И во взгляде его всплыло что-то тёмное и горячее, а лунные белые лучи шёлковыми лентами парящие в воздухе, начали овивать его руки, скользить по чёрным волосам, делая их серебристыми по краям, что в свою очередь подчёркивало упавшую на его лицо тень.
Зловещую тень…
И Этаро внезапно опрокинул меня на кровать. Я даже не успела заметить, как вышло, что он навис надо мной, одной рукой прижимая мои запястья к подушке так, чтобы я не могла вырваться, а другой нежно и неуклонно ведя по бедру, заставляя мою кожу полыхать и неметь от приятно-мучительного покалывания.
Сердце забилось в груди так сильно, что у меня перехватило дыхание и померкло в глазах. Пришла в чувства я лишь тогда, когда поняла, что ощущаю на своих губах дыхание властелина.
— Нет! — отвернулась в последний момент.
И он отстранился словно в недоумении, ослабляя свою хватку, чем я тут же воспользовалась и в паническом стыде попыталась завернуться в край чёрного тонкого покрывала. Вызывая этим у Этаро мягкий, на удивление не злобный, смех.
— Неужели ты серьёзно, Хель?
— Что? — той ткани, которая была свободна, а потому её и удалось натянуть на себя, катастрофически не хватало и казалось, словно я просто вцепилась в неё двумя руками и уткнулась носом, крепко зажмурившись.

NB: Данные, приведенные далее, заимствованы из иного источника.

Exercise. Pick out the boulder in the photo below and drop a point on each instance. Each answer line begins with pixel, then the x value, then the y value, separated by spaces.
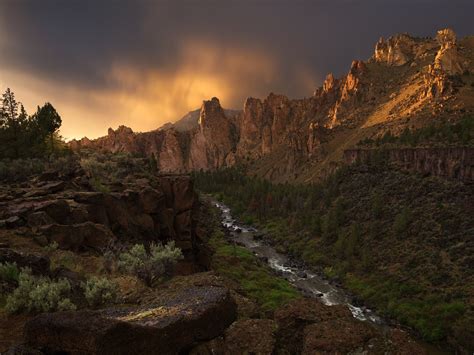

— Неужели ты всерьёз, — терпеливо пояснил Этаро, бесстыдно и безжалостно рассматривая меня, — просишь не прикасаться к тебе в нашу первую брачную ночь? Неужели считаешь, что такой, как я, сможет устоять и не взять своё?
Я кожей чувствовала, как взгляд его блуждает по моим, согнутым в коленях, ногам, как поднимается выше, останавливается на груди, к которой я крепче прижала край покрывала, как гладит меня по разметавшимся по подушке волосам и вновь опускается до шеи и ключиц…
Мне было приятно. Не знаю, как он, но это я могла не устоять и, что самое ужасное, Этаро наверняка знал об этом. Не понимаю, как и откуда, но уверена — он знал.
— Я не твоя, — прозвенел мой голос.
И Этаро вновь рассмеялся, на этот раз мягко касаясь моего плеча, чтобы развернуть меня к себе и заглянуть в полыхающее, пусть и побледневшее, лицо.
— Я так не думаю, жена моя.
Но вопреки собственным ожиданиям я не дала ему очередную пощёчину, не попыталась оттолкнуть, отбиться, я просто…
Тихо и как-то по детски разрыдалась.
И властелин медленно от меня отстранился, а затем и устроился рядом, на своей половине кровати.
— Дурная, — бросил он будто сам себе, укрываясь и отворачиваясь ко мне спиной.
А я приподнялась на локте и, подперев голову ладонью, отчего-то требовательно и недоверчиво начала буравить взглядом его крепкую спину.
— Чего ждёшь? — проворчал он, не оборачиваясь. — Спи давай.
Я облизала пересохшие губы, сдержав на них непрошенное “спасибо”. Но даже не шелохнулась.
— Ну? — повернулся Этаро ко мне.
— Почему?
Несмотря на полумрак я могла бы поклясться, что властелин закатил глаза.